The analysis of 13 environmental factors that significantly impact the distribution of giant pandas in the Qinling Mountains is shown in Figure 10. From the percent contribution, the top three environmental factors are Bio10 (mean temperature of warmest quarter) (46.7%), Bio15 (precipitation seasonality) (21.4%) and Bio12 (annual precipitation) (17%); the cumulative contribution rate is 85.1% (Table 4); in terms of permutation importance, the top three environmental variables are Bio12 (34.9%), Bio10 (23.1%), and Bio18 (Precipitation of warmest quarter) (22.2%); the cumulative contribution rate is 80.2% (Table 4). From the comparison of the importance of the Jackknife, Bio15, Bio10, altitude, and Bio2 are the most crucial. To sum up, Bio15, Bio10, altitude, and Bio2 are the dominant environmental factors affecting the geographical distribution of giant pandas in the Qinling Mountains.

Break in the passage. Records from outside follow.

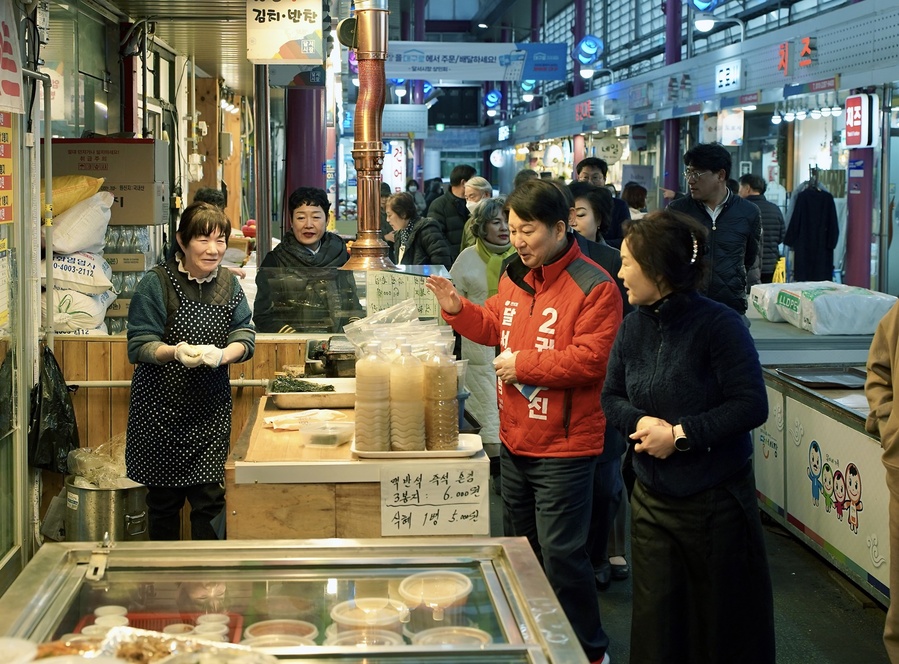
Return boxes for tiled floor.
[490,474,888,664]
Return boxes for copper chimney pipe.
[338,0,396,270]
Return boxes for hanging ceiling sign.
[843,94,880,148]
[384,42,568,81]
[247,0,325,65]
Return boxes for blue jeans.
[500,445,609,661]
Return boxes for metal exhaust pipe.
[337,0,396,270]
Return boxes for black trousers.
[147,482,225,541]
[631,464,775,664]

It is generally accepted that when the distribution probability is greater than 0.5, its corresponding ecological factor value is suitable for the growth of the species [32]. The suitable range of Bio15 (precipitation seasonality) is 72–74 mm, the suitable range of Bio10 (mean temperature of warmest quarter) is 11.5–17.5 °C, the suitable range of altitude is 1800–3100 m, and the suitable range of Bio2 (mean diurnal) range is 7.3–7.8 °C (Figure 11).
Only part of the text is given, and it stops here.